Counterpoint: Dylan’s Story
Ruth Sims
Dreamspinner Press
ISBN 9781615815333
Reviewed by Tyler R. Tichelaar for Reader Views (4/08)

 

“Counterpoint: Dylan’s Story” by Ruth Sims follows the lives and loves of three men, two of them musicians, one a novelist, in England and France at the end of the nineteenth century. The characters’ lives focus on their musical and writing careers. Their loves focus on their relationships with one another. The homosexual and artistic tendencies of the characters reminded me of the luscious and attractive vampires of Anne Rice, and while Sims’s characters are completely human, they seek immortality through their art by trying to break the conventional bonds of their society. The characters of Dylan and Geoffrey are younger than their mentors, Laurence and Schonberg, and while their mentors are masters in their arts, Dylan and Geoffrey are more unconventional and trying to accomplish great new things in a restrictive Victorian society that resists change and tries to repress creativity. The novel’s plot is relatively uncomplicated, but its development of its characters and their relationships keeps the book moving forward.
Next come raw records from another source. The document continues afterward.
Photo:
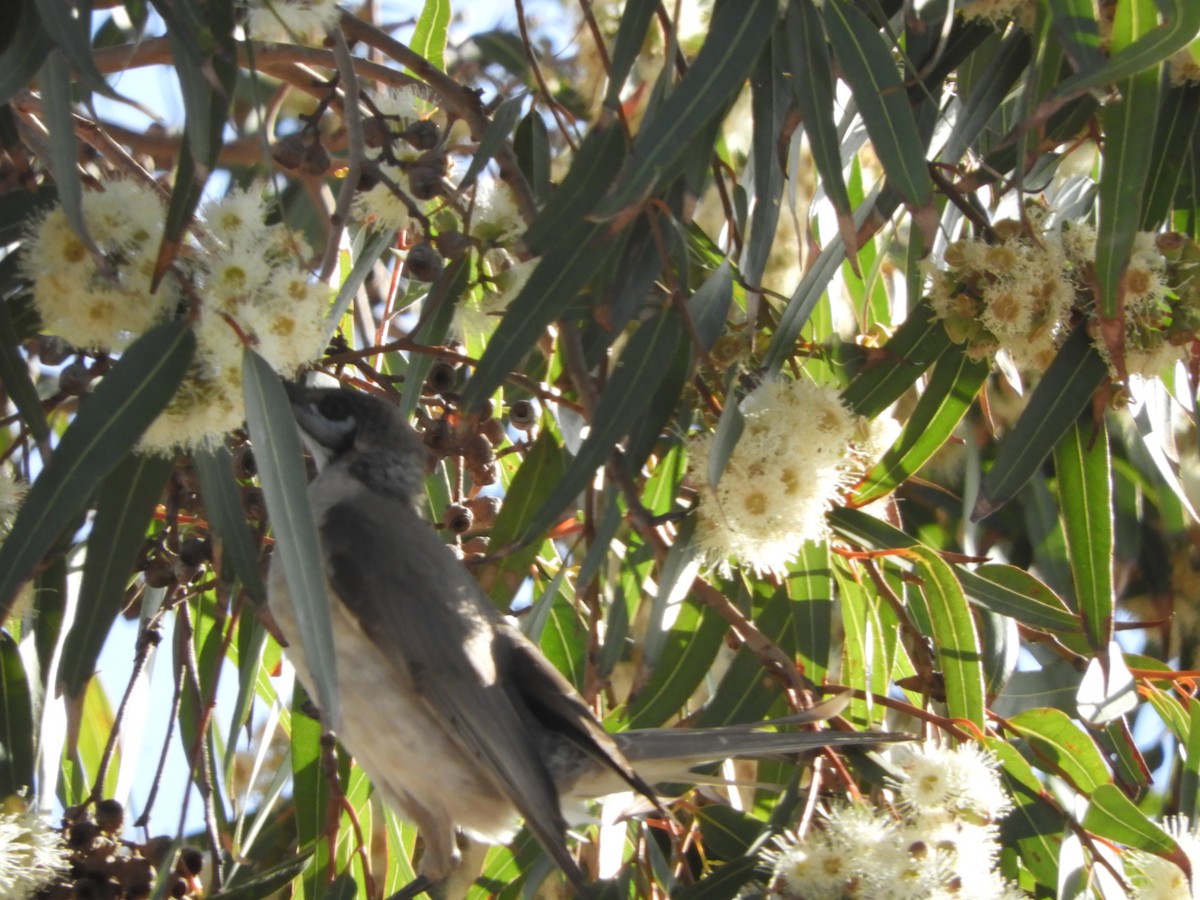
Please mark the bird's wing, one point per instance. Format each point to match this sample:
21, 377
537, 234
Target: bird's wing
421, 607
558, 707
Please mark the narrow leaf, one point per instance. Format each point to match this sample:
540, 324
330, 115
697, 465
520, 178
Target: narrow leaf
1085, 496
55, 82
1127, 161
893, 369
736, 36
18, 741
498, 130
280, 461
954, 636
1061, 747
813, 85
952, 389
1115, 816
635, 19
631, 387
1062, 394
234, 540
868, 66
124, 508
125, 402
431, 31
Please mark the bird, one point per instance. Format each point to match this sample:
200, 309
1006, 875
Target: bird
459, 720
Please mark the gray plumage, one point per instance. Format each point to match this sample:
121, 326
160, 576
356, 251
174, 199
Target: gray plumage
457, 719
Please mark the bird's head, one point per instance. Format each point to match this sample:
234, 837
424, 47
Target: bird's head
363, 433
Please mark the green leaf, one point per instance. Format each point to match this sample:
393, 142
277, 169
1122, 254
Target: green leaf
867, 65
437, 316
27, 49
1189, 779
813, 85
552, 287
736, 36
627, 397
1074, 22
18, 739
125, 505
70, 30
1138, 46
1174, 139
267, 882
531, 143
430, 35
55, 82
1062, 394
769, 107
949, 394
916, 346
688, 653
954, 636
1014, 592
743, 695
635, 19
1002, 589
504, 119
592, 171
709, 306
1061, 747
814, 283
17, 383
1127, 161
232, 535
280, 461
531, 487
105, 430
1085, 496
1114, 816
810, 586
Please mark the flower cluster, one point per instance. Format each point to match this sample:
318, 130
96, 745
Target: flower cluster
1017, 293
247, 280
1012, 295
31, 853
101, 301
1157, 879
943, 845
798, 450
305, 21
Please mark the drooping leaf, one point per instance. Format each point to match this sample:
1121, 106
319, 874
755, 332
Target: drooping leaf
1057, 400
227, 519
430, 35
1062, 747
124, 507
949, 394
18, 738
1126, 163
1113, 815
125, 402
867, 65
1085, 493
954, 636
280, 461
737, 34
631, 387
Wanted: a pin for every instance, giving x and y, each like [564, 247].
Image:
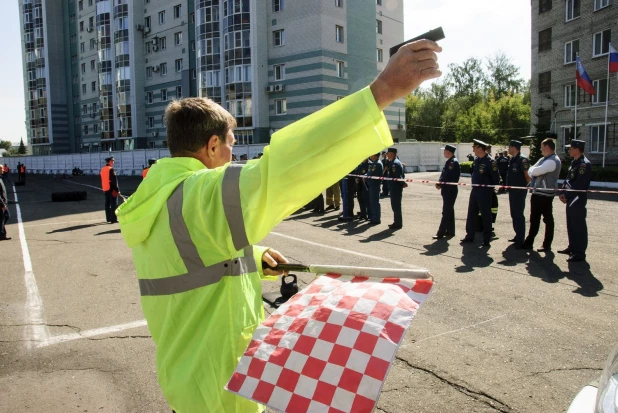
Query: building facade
[561, 31]
[98, 74]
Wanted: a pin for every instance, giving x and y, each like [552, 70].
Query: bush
[466, 167]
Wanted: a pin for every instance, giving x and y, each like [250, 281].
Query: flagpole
[606, 107]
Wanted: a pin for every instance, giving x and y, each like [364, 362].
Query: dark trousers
[576, 225]
[517, 203]
[447, 224]
[480, 201]
[375, 212]
[541, 206]
[3, 220]
[363, 198]
[110, 207]
[396, 191]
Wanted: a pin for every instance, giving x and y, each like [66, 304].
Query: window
[570, 51]
[339, 34]
[597, 138]
[545, 82]
[340, 66]
[601, 87]
[545, 40]
[569, 96]
[600, 42]
[573, 9]
[279, 71]
[281, 107]
[544, 5]
[278, 38]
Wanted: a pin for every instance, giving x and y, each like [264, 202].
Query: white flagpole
[606, 107]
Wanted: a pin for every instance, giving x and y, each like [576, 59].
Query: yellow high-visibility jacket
[192, 232]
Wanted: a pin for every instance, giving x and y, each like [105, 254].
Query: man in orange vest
[151, 162]
[109, 184]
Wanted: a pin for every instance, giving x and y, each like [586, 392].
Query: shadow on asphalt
[548, 271]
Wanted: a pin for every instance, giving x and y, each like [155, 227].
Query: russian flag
[583, 80]
[613, 59]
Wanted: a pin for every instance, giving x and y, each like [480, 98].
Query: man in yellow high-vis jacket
[194, 222]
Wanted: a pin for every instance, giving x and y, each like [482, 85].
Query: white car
[600, 396]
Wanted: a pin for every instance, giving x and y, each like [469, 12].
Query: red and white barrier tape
[424, 181]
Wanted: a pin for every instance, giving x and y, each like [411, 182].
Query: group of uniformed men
[542, 178]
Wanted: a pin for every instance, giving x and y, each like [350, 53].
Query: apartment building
[98, 74]
[561, 31]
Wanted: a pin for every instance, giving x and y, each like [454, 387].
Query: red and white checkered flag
[329, 348]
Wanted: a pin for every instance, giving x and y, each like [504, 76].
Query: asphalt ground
[503, 330]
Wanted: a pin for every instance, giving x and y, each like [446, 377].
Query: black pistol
[435, 35]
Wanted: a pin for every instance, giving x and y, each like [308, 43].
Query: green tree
[503, 77]
[22, 148]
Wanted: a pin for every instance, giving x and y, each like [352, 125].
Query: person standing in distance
[484, 172]
[109, 185]
[544, 179]
[450, 173]
[578, 177]
[396, 187]
[375, 170]
[517, 175]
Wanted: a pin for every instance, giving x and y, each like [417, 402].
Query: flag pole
[606, 107]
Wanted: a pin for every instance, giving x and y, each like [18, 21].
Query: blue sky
[478, 28]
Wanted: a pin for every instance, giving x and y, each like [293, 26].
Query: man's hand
[413, 64]
[272, 258]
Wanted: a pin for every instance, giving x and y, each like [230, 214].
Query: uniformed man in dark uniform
[385, 168]
[375, 170]
[485, 172]
[503, 167]
[396, 187]
[578, 177]
[362, 192]
[517, 175]
[450, 173]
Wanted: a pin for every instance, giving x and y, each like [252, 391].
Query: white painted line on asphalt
[91, 333]
[36, 331]
[60, 223]
[455, 331]
[360, 254]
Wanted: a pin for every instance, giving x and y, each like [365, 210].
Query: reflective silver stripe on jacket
[198, 275]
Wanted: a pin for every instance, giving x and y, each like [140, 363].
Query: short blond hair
[192, 121]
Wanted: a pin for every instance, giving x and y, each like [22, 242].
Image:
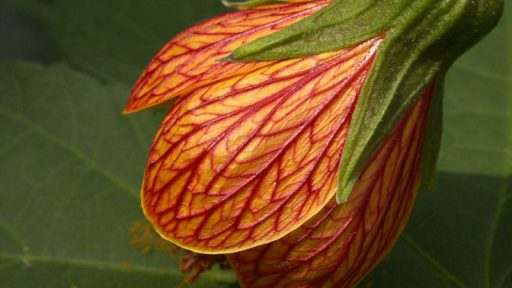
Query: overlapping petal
[342, 243]
[193, 58]
[245, 161]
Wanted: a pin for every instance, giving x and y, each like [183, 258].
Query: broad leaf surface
[115, 39]
[459, 235]
[70, 173]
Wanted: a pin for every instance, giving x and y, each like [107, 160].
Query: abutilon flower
[301, 131]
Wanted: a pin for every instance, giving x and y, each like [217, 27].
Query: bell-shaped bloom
[247, 162]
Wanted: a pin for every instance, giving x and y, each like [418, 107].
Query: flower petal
[247, 160]
[193, 58]
[342, 243]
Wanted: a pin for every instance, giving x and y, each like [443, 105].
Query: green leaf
[71, 166]
[459, 235]
[114, 39]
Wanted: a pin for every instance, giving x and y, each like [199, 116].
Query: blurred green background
[71, 164]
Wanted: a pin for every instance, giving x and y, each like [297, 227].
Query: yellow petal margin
[194, 57]
[245, 161]
[342, 243]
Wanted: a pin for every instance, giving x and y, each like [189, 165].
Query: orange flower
[247, 161]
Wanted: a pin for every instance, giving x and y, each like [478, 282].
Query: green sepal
[341, 24]
[241, 5]
[432, 137]
[422, 38]
[423, 45]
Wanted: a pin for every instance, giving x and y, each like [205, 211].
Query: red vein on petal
[341, 244]
[169, 73]
[182, 202]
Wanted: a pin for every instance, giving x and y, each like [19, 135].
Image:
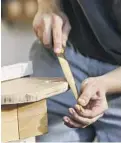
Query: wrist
[49, 6]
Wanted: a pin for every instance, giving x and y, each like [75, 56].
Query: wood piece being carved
[25, 90]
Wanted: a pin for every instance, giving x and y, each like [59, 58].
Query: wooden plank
[25, 90]
[9, 123]
[32, 119]
[16, 71]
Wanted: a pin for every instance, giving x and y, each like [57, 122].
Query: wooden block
[32, 119]
[9, 123]
[25, 90]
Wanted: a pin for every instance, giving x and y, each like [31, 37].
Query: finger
[82, 120]
[75, 116]
[85, 82]
[57, 33]
[70, 123]
[47, 31]
[87, 94]
[65, 32]
[87, 113]
[38, 29]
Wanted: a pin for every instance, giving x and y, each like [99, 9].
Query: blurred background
[17, 34]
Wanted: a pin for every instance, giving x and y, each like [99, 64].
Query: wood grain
[32, 119]
[25, 90]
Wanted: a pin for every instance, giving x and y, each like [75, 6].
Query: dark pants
[107, 128]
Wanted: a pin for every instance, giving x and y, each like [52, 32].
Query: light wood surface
[32, 119]
[25, 90]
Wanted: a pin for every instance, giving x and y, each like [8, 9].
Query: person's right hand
[48, 26]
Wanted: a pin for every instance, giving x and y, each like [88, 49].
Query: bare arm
[113, 81]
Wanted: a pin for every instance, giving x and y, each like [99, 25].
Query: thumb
[66, 30]
[86, 95]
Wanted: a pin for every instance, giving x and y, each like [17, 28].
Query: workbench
[24, 109]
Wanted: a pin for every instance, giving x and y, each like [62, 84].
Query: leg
[45, 64]
[108, 128]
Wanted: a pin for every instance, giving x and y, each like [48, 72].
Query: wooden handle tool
[68, 74]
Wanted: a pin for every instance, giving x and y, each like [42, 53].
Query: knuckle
[88, 121]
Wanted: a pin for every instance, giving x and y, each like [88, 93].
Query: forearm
[112, 81]
[49, 6]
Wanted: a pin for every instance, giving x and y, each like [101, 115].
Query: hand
[93, 100]
[48, 26]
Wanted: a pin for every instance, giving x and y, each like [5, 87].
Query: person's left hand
[93, 100]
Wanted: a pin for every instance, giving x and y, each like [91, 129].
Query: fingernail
[66, 119]
[79, 108]
[57, 50]
[82, 101]
[72, 111]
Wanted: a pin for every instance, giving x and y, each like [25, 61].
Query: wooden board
[32, 119]
[23, 120]
[25, 90]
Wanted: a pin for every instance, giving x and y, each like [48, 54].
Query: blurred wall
[16, 42]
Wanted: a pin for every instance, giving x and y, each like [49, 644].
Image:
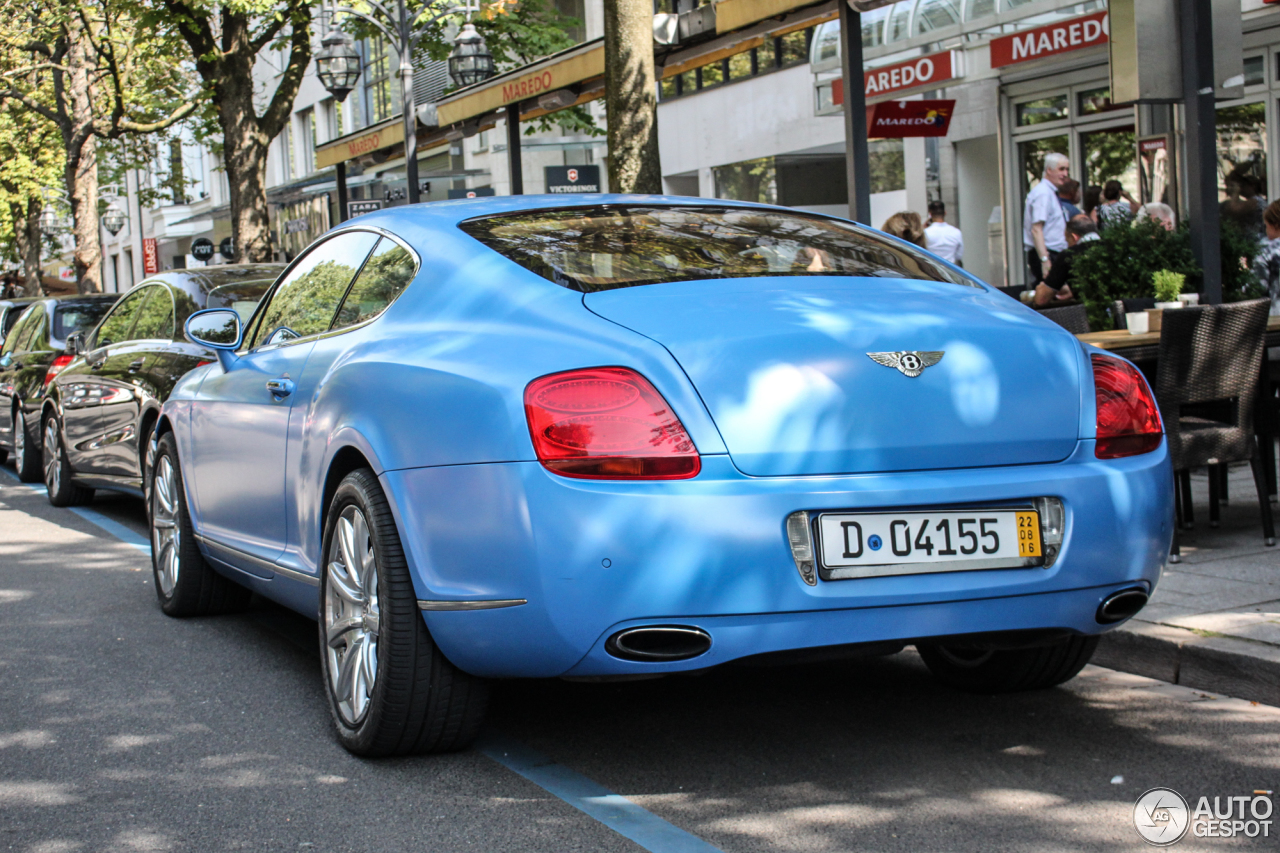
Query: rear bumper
[593, 557]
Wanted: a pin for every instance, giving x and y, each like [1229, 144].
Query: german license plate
[867, 544]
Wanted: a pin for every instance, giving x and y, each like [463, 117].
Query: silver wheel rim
[351, 616]
[165, 533]
[53, 470]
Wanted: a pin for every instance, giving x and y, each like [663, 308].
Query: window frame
[251, 325]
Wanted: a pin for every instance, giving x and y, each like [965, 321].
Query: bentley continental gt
[626, 436]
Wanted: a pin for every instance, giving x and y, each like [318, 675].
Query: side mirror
[219, 329]
[74, 343]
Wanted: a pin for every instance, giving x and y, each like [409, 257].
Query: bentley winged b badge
[910, 363]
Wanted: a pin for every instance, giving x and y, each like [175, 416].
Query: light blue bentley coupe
[620, 436]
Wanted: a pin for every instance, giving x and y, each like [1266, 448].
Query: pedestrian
[941, 237]
[906, 226]
[1069, 195]
[1092, 201]
[1043, 220]
[1118, 206]
[1080, 235]
[1266, 264]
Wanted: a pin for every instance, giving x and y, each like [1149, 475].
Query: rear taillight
[1128, 415]
[609, 424]
[56, 368]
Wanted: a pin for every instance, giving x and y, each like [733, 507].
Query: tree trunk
[245, 147]
[631, 99]
[26, 224]
[82, 165]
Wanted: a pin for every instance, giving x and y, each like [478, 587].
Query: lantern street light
[338, 63]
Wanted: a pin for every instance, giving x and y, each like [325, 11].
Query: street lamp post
[338, 64]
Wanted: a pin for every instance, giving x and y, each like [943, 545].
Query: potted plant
[1168, 284]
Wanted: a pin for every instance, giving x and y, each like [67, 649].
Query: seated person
[1080, 232]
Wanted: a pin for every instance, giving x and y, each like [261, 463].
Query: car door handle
[279, 388]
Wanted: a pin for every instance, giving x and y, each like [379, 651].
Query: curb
[1237, 667]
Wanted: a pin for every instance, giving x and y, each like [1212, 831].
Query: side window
[155, 318]
[306, 300]
[21, 332]
[118, 324]
[388, 272]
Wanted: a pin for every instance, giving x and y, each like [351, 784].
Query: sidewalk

“Counterpoint” also provides a light treatment of nineteenth-century life, including what prisons, music halls, and class structure were like in Victorian England. The sexual mores of the Victorian era did not allow for homosexual relationships, so the characters are also faced with being outcasts in that respect, and their relationships are very close and kept silent from the larger world, making it difficult for people to understand that closeness and even to accuse one character of trying to steal from his mentor because of their close bond.

The novel’s villains – Schonberg’s brother and sister-in-law – are reminiscent of the most unlikable, rude, yet supposedly well-mannered characters of Jane Austen. The final denouement of the novel turns upon a Will and a discovery typical of Dickensian novels. The slightly bohemian lifestyle of the characters reminded me of George Du Maurier’s “Trilby.” Sims has created a luscious, sensuous Victorian world of music and male love with overtones reminiscent of the works of Jane Austen, Charles Dickens, and George DuMaurier. Clearly, the author has immersed herself in the Victorian era and its literature in creating a novel set in that period.

The title “Counterpoint” refers to the variation or alteration in a musical theme. The characters are themselves a counterpoint to their society as is the music they create. Lovers of music will enjoy the book and this twist on the title. Anyone who enjoys Victorian England will also enjoy reading “Counterpoint.” I hope Sims continues to write about this period and her artistic characters.